El opositor democristiano Oswaldo Payá, Premio Sajarov-2002 del Parlamento Europeo, consideró el anuncio de Castro «de mucha trascendencia» de cara a las reformas que espera la población.

«El pueblo quiere cambios y cambios deben significar derechos, reconciliación y darle la voz al pueblo, una nueva ley electoral, nuevas elecciones y los espacios para que esta nueva etapa pueda ser definida en paz y soberanamente por todos los cubanos sin exclusión», dijo Payá a la AFP.

«Es la confirmación de su incapacidad fí­sica y mental», dijo el médico Darcy Ferrer, que opinó que «esto debe ser un mensaje para la disidencia de que no se puede permitir sucesión, esto nos obliga a seguir empujando en busca de una transición hacia la libertad y la democracia».

Castro reconoce en su mensaje que traicionarí­a a su conciencia si acepta un cargo que requiere «movilidad y entrega total que no estoy en condiciones fí­sicas de ofrecer».

Por su parte, el socialdemócrata Manuel Cuesta consideró que la isla «comenzará a normalizarse como paí­s después de esta decisión» de Castro, que calificó de valiente por «mirar a la realidad y darse cuenta de que Cuba necesita otro rumbo y que Cuba ha cambiado».

«Esta renuncia responde a esa percepción de que ya Cuba no es la misma», agregó Cuesta.

Los opositores, considerados por La Habana como «mercenarios» de Washington, acusan al Gobierno de Castro de represión y de mantener a unos 240 presos polí­ticos.

En una carta abierta, la opositora de lí­nea dura Marta Beatriz Roque, pidió al número dos del Vaticano, cardenal Tarcisio Bertone, quien llegará el miércoles a Cuba, que interceda por los presos y el «cese de la represión».

Cambios


El senador republicano John McCain, favorito para ser el candidato de su partido a la Casa Blanca, exhortó este martes a Estados Unidos a «ayudar a acelerar el despertar de la democracia en Cuba», tras el anuncio de Fidel Castro de renunciar a ser reelegido en la presidencia.

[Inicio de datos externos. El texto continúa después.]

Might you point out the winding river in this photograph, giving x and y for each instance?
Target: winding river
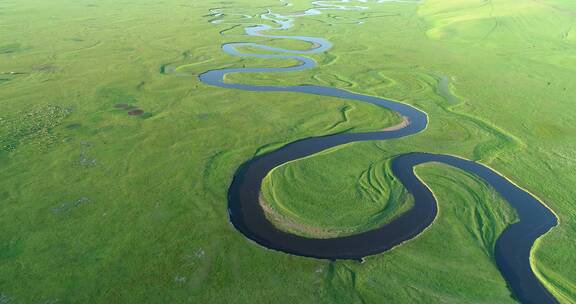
(513, 247)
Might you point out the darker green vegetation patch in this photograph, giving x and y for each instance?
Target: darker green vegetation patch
(34, 126)
(11, 48)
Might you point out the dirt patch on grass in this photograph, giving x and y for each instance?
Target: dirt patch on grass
(135, 112)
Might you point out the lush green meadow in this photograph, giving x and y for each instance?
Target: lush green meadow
(101, 206)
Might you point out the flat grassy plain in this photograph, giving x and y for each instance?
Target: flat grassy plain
(101, 206)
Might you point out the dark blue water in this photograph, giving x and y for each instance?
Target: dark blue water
(513, 247)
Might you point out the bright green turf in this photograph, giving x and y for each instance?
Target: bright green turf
(99, 206)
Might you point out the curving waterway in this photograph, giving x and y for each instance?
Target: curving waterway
(513, 247)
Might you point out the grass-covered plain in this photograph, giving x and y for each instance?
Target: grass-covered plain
(101, 206)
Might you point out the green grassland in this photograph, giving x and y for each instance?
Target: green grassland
(100, 206)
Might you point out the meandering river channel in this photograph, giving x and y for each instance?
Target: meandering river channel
(513, 247)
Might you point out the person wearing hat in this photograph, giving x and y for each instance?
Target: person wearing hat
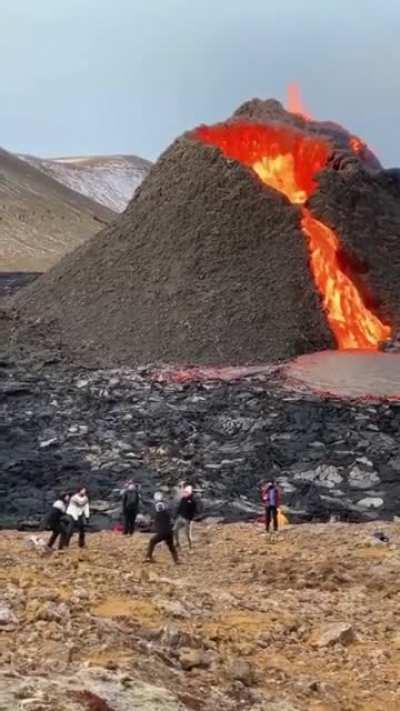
(270, 495)
(58, 522)
(186, 512)
(163, 530)
(78, 512)
(130, 507)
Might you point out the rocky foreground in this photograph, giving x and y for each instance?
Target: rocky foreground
(306, 620)
(63, 427)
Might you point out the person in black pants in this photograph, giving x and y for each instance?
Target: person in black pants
(130, 507)
(186, 511)
(271, 499)
(163, 530)
(78, 512)
(58, 523)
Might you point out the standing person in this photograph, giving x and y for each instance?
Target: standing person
(164, 531)
(58, 522)
(130, 507)
(78, 510)
(186, 511)
(271, 499)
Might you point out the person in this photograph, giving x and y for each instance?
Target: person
(58, 522)
(130, 506)
(186, 511)
(163, 530)
(78, 511)
(271, 499)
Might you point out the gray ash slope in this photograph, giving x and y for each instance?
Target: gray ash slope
(206, 265)
(61, 428)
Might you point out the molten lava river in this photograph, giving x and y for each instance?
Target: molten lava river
(288, 161)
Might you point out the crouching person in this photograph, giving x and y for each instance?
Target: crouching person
(78, 512)
(163, 530)
(186, 512)
(58, 523)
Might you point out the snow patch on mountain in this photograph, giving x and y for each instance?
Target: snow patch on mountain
(109, 180)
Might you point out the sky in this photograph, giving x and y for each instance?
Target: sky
(82, 77)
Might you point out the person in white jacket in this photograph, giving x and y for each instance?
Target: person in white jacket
(79, 512)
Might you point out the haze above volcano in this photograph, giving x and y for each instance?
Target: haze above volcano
(101, 78)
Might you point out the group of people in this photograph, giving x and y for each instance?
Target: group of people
(71, 513)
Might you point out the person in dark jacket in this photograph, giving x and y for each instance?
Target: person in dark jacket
(186, 511)
(58, 522)
(130, 507)
(163, 530)
(271, 498)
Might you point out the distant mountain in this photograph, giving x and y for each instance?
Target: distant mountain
(110, 180)
(41, 219)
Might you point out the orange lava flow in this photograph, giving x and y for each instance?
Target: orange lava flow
(287, 160)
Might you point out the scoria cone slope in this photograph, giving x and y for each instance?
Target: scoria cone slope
(206, 265)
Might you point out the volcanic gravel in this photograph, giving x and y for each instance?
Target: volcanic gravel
(207, 265)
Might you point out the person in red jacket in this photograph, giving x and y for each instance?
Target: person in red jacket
(270, 495)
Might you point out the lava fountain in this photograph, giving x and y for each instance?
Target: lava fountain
(288, 160)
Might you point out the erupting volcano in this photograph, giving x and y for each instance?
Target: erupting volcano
(258, 239)
(288, 162)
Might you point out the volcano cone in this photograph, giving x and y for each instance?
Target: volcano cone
(212, 261)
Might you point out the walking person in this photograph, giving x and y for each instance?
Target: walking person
(79, 512)
(163, 530)
(58, 523)
(271, 498)
(186, 512)
(130, 507)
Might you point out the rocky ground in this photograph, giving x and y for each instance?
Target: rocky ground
(305, 620)
(62, 426)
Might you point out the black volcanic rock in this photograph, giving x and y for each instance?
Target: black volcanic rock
(206, 265)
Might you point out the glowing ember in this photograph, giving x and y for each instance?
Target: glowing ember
(357, 145)
(295, 104)
(287, 161)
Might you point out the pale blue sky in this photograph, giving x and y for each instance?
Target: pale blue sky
(127, 76)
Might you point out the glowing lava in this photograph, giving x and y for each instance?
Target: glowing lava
(287, 160)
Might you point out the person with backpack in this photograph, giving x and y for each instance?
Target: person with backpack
(270, 495)
(185, 514)
(163, 530)
(78, 512)
(130, 507)
(58, 523)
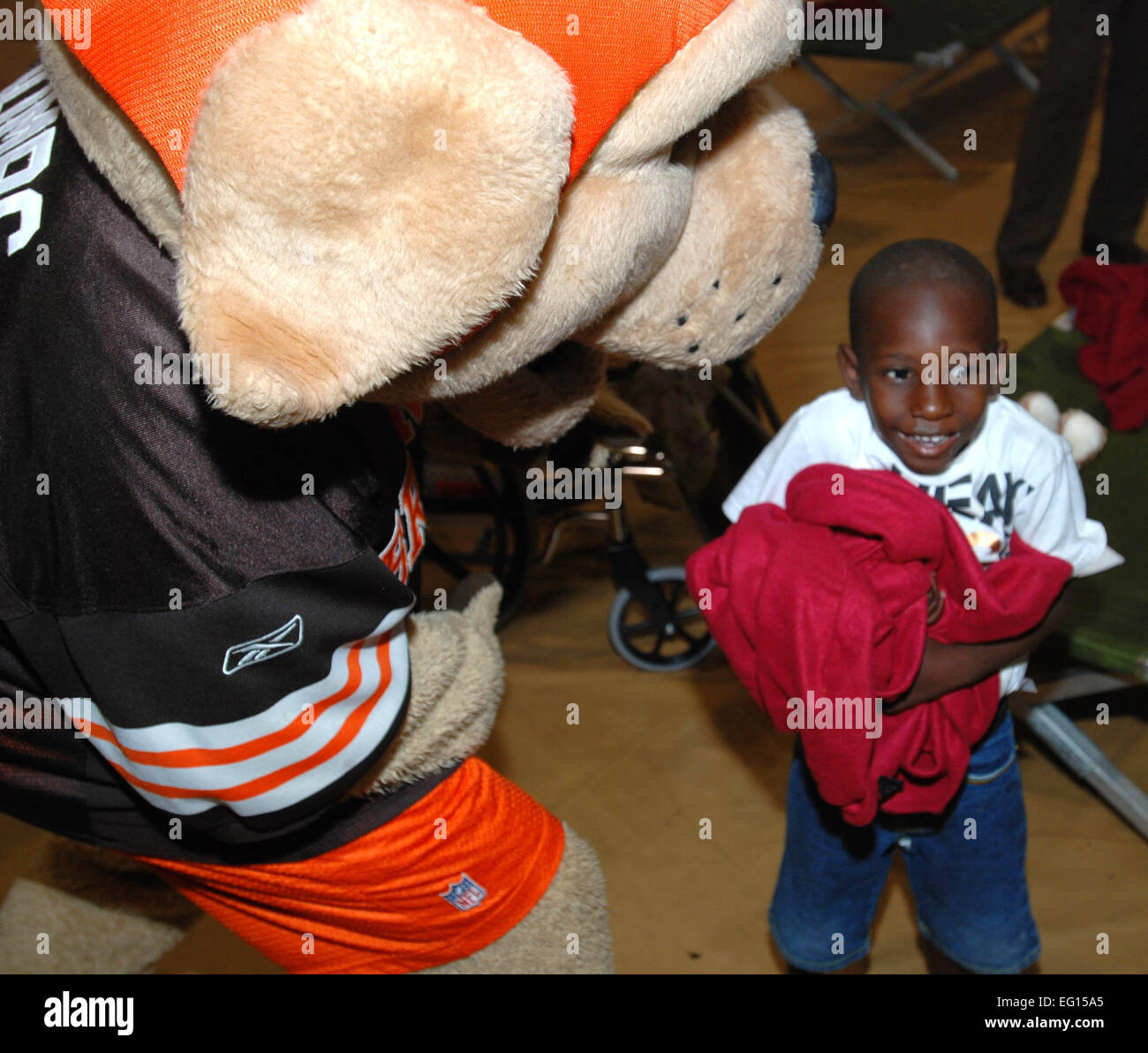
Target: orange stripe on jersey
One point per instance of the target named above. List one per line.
(450, 875)
(349, 730)
(199, 758)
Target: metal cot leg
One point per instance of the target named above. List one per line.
(1066, 739)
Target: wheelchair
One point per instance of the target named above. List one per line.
(482, 517)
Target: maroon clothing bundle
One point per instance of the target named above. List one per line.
(1112, 303)
(829, 596)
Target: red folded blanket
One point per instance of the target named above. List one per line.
(822, 605)
(1112, 307)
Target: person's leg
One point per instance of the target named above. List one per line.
(830, 881)
(968, 876)
(1053, 136)
(1116, 205)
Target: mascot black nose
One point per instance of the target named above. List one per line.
(825, 191)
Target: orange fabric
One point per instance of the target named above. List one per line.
(375, 905)
(154, 58)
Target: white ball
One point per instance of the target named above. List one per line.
(1041, 406)
(1085, 435)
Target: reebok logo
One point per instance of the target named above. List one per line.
(264, 648)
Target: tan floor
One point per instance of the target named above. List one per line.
(654, 754)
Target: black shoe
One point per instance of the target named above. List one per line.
(1128, 252)
(1024, 286)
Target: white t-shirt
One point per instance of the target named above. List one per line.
(1015, 475)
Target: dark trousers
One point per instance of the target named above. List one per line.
(1057, 121)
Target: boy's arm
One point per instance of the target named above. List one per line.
(949, 666)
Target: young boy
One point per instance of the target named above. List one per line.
(998, 471)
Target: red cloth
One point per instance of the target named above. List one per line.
(1112, 303)
(830, 594)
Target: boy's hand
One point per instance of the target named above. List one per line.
(936, 602)
(948, 666)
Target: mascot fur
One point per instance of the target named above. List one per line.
(412, 201)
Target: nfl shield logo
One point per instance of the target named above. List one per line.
(464, 893)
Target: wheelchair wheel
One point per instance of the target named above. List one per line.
(657, 644)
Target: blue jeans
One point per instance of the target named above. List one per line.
(965, 867)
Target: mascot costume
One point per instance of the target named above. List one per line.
(244, 244)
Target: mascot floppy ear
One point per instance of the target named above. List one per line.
(328, 265)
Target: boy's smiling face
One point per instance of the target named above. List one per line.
(925, 418)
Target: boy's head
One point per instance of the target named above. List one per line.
(918, 311)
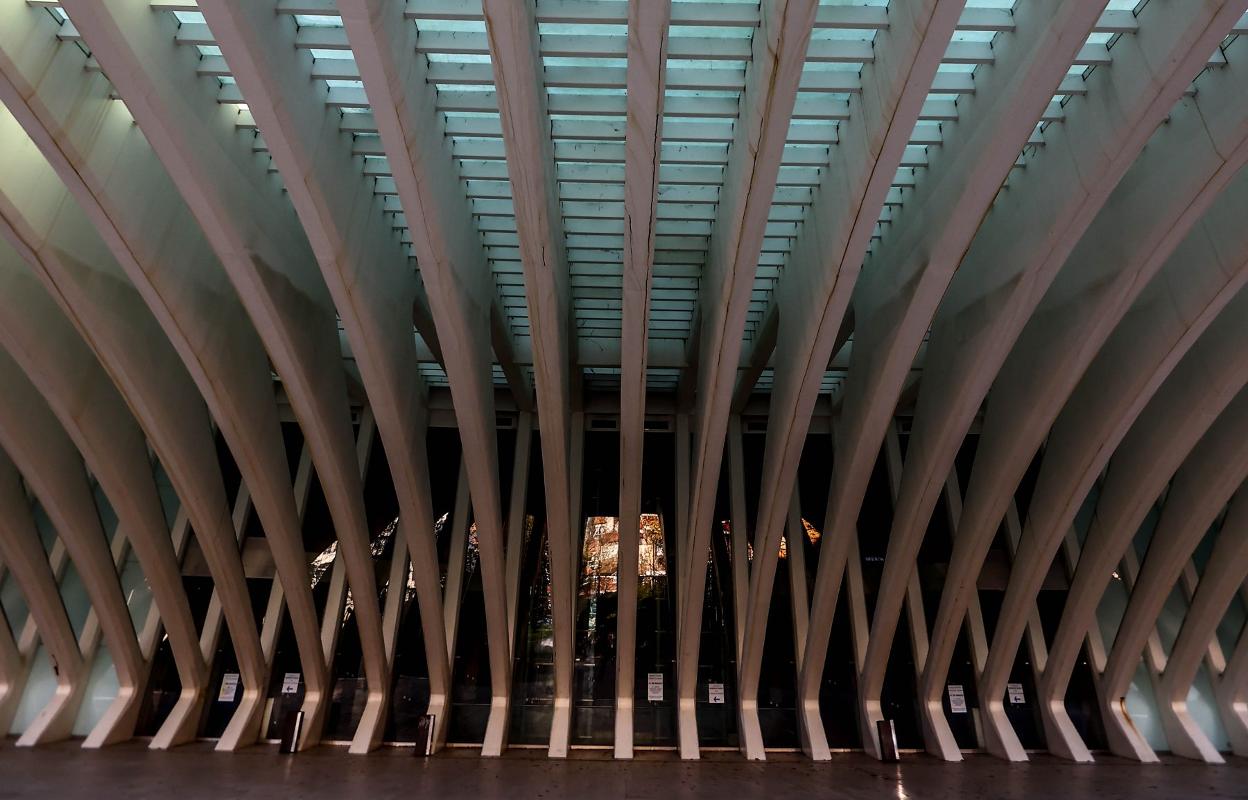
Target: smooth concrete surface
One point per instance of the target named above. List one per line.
(65, 771)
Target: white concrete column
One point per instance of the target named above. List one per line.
(456, 273)
(647, 84)
(771, 79)
(23, 552)
(55, 473)
(1223, 578)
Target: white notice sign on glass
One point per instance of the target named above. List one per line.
(956, 699)
(229, 688)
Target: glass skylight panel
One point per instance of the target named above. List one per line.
(584, 68)
(835, 59)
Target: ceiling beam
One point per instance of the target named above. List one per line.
(368, 275)
(1031, 229)
(250, 225)
(522, 106)
(160, 250)
(771, 80)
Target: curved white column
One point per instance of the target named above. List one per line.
(1222, 579)
(1106, 417)
(1147, 216)
(647, 84)
(370, 278)
(54, 471)
(1209, 267)
(13, 672)
(1201, 489)
(50, 231)
(810, 311)
(87, 404)
(453, 268)
(1161, 438)
(759, 132)
(248, 224)
(85, 135)
(514, 55)
(1015, 256)
(23, 552)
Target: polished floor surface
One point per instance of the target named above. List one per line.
(65, 771)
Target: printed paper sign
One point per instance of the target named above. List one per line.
(229, 688)
(956, 699)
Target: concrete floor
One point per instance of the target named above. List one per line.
(68, 773)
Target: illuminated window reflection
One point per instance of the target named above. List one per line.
(599, 573)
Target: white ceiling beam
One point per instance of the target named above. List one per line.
(1017, 252)
(95, 416)
(51, 235)
(648, 51)
(456, 275)
(248, 224)
(1197, 152)
(1202, 488)
(161, 250)
(771, 80)
(1222, 579)
(370, 278)
(518, 74)
(23, 552)
(906, 275)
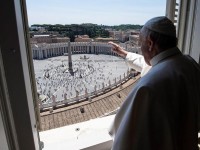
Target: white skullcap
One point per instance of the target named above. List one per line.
(161, 25)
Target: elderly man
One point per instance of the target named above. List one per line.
(162, 111)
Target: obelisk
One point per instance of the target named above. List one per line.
(70, 58)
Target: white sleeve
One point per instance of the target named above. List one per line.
(137, 62)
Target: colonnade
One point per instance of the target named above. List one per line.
(44, 50)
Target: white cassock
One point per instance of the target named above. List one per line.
(162, 111)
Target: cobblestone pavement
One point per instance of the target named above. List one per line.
(97, 107)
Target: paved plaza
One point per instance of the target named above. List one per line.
(91, 73)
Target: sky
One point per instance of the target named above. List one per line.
(105, 12)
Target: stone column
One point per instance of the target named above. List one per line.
(70, 58)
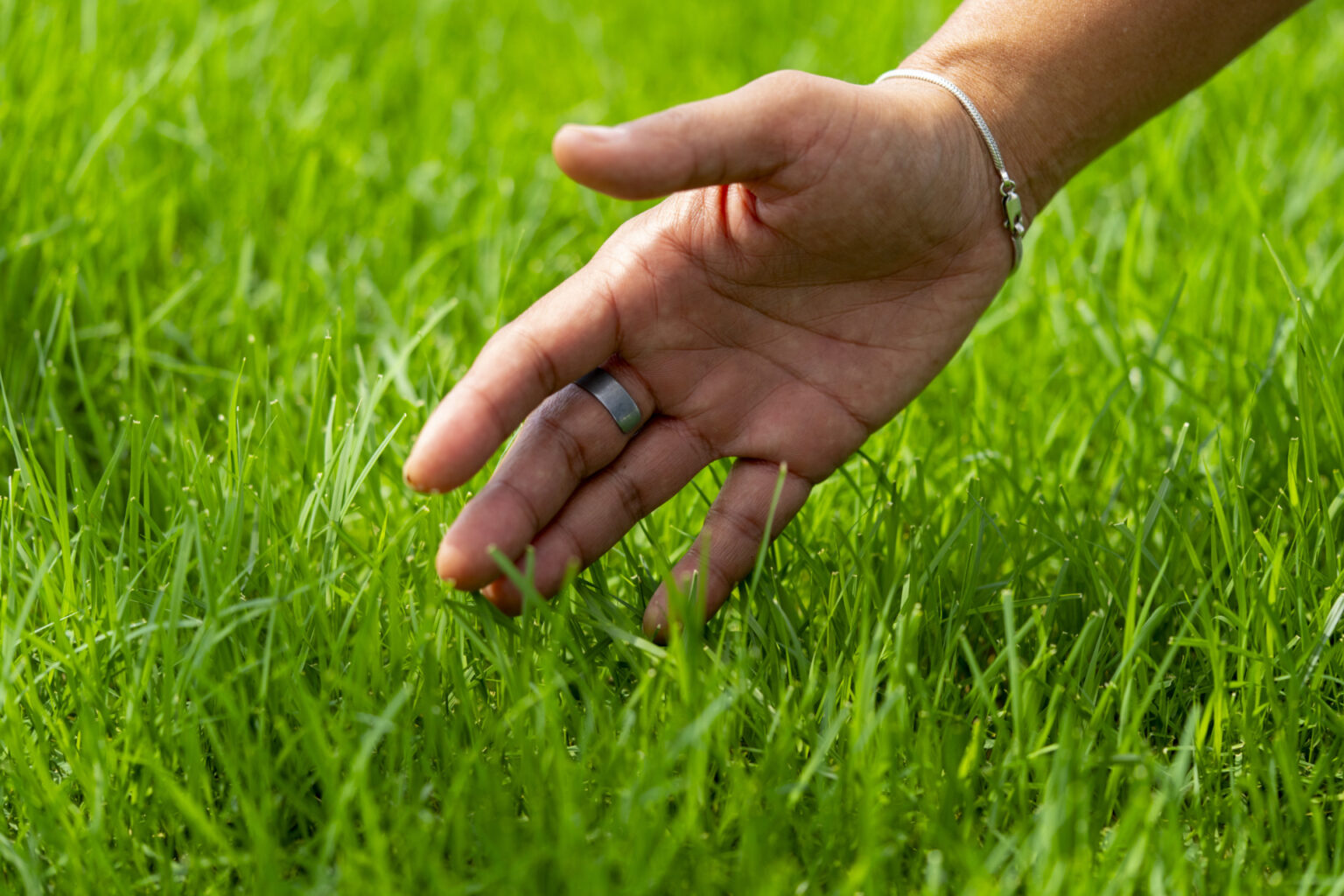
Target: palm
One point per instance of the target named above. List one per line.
(781, 321)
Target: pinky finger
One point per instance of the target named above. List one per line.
(734, 531)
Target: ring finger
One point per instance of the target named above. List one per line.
(569, 438)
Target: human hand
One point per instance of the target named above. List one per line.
(825, 250)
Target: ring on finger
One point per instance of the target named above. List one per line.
(613, 396)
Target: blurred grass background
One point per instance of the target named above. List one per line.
(1062, 624)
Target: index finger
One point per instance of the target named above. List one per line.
(564, 335)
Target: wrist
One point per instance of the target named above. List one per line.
(1033, 155)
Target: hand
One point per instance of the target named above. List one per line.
(827, 250)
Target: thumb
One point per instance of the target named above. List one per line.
(739, 137)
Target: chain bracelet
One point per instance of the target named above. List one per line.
(1013, 220)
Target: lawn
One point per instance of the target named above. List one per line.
(1066, 624)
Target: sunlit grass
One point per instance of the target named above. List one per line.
(1063, 624)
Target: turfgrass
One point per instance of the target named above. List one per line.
(1063, 625)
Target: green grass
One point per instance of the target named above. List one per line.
(1062, 625)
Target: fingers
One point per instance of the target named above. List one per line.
(659, 461)
(739, 137)
(732, 532)
(556, 340)
(564, 442)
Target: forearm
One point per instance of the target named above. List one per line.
(1060, 80)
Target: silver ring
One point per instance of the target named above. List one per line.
(613, 396)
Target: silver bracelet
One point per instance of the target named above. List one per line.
(1013, 220)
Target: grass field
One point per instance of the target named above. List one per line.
(1065, 624)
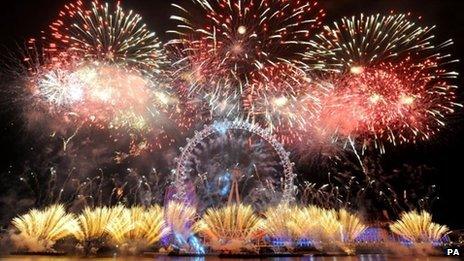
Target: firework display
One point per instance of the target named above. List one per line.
(254, 129)
(401, 85)
(100, 31)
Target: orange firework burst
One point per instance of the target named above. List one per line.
(282, 98)
(108, 33)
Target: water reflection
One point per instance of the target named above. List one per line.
(166, 258)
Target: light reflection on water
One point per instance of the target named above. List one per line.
(166, 258)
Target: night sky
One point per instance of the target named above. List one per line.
(21, 19)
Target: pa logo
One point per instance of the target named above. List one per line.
(452, 252)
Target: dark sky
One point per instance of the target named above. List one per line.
(20, 19)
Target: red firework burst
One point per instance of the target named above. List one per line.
(395, 103)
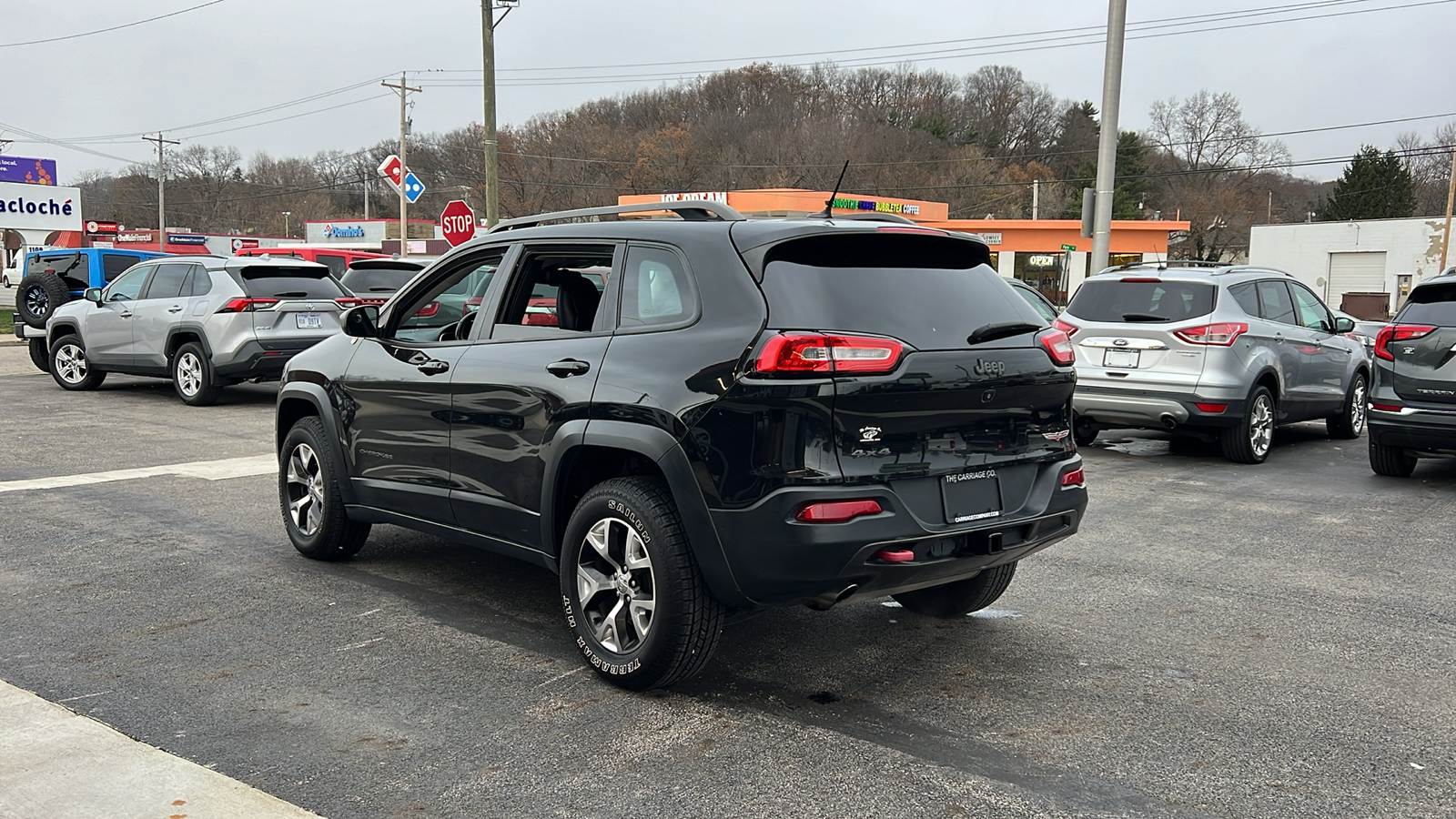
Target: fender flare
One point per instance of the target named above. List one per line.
(666, 450)
(324, 409)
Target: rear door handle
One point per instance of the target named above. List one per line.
(568, 368)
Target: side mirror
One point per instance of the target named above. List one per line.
(361, 322)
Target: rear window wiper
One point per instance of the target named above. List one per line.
(999, 329)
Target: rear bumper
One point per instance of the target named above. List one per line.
(1150, 409)
(264, 360)
(776, 560)
(1426, 430)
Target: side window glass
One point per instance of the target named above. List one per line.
(654, 288)
(557, 288)
(128, 285)
(1310, 312)
(167, 281)
(116, 264)
(448, 300)
(1274, 303)
(201, 281)
(1247, 298)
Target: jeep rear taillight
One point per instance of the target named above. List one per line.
(242, 305)
(807, 353)
(1059, 346)
(1213, 334)
(1398, 332)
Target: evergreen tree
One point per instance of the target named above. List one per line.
(1373, 186)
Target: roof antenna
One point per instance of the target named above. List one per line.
(829, 203)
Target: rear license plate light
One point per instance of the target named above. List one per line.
(972, 496)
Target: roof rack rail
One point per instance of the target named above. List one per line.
(895, 217)
(691, 210)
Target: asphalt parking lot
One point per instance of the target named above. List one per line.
(1219, 640)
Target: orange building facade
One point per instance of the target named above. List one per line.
(1050, 254)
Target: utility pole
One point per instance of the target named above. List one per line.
(1451, 200)
(492, 179)
(404, 167)
(1107, 140)
(162, 191)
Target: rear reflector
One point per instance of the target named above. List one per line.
(794, 353)
(247, 305)
(1213, 334)
(1059, 346)
(837, 511)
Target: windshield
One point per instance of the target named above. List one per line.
(378, 280)
(1142, 300)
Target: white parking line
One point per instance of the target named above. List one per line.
(206, 470)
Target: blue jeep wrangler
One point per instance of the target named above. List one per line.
(55, 278)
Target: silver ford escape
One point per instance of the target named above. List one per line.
(1212, 349)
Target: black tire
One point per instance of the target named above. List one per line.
(1349, 423)
(324, 530)
(1084, 430)
(193, 376)
(684, 620)
(40, 356)
(1239, 443)
(960, 598)
(38, 298)
(1390, 460)
(70, 368)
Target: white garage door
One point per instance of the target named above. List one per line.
(1354, 273)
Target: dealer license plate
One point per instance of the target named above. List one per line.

«Estados Unidos puede y debe ayudar a acelerar el despertar de la libertad en Cuba», afirmó McCain, partidario de mantener el embargo contra la isla y quien recibió el apoyo de los principales representantes polí­ticos del exilio cubano en Florida, como el senador Mel Martí­nez, cercano al presidente George W. Bush.

«Los cubanos han esperado demasiado», añadió el precandidato, que encabeza con amplia ventaja de delegados las primarias republicanas para designar al candidato a la sucesión de Bush en las elecciones presidenciales del próximo 4 de noviembre.

Para McCain, que ganó las primarias en Florida a fines de enero, la renuncia de Castro no significa que «la libertad para los cubanos esté al alcance de la mano, ya que los hermanos (Fidel y Raúl) Castro tratan claramente de aferrarse al poder», dijo.

«Por esto debemos presionar al Gobierno cubano para que libere a todos los prisioneros polí­ticos sin condiciones, legalice todos los partidos polí­ticos, los sindicatos, la prensa libre y ponga fecha a unas elecciones que sean observadas por la comunidad internacional», declaró.

Con su decisión, Castro deja el camino despejado a Raúl para ser electo presidente, sin que se descarte una eventual sorpresa -según analistas- en el caso de que el vicepresidente Carlos Lage, de 56 años, asuma como cabeza del Estado instalando una nueva generación en el poder.

Estados Unidos somete a Cuba a un embargo desde 1962. Bush lo reforzó en 2004.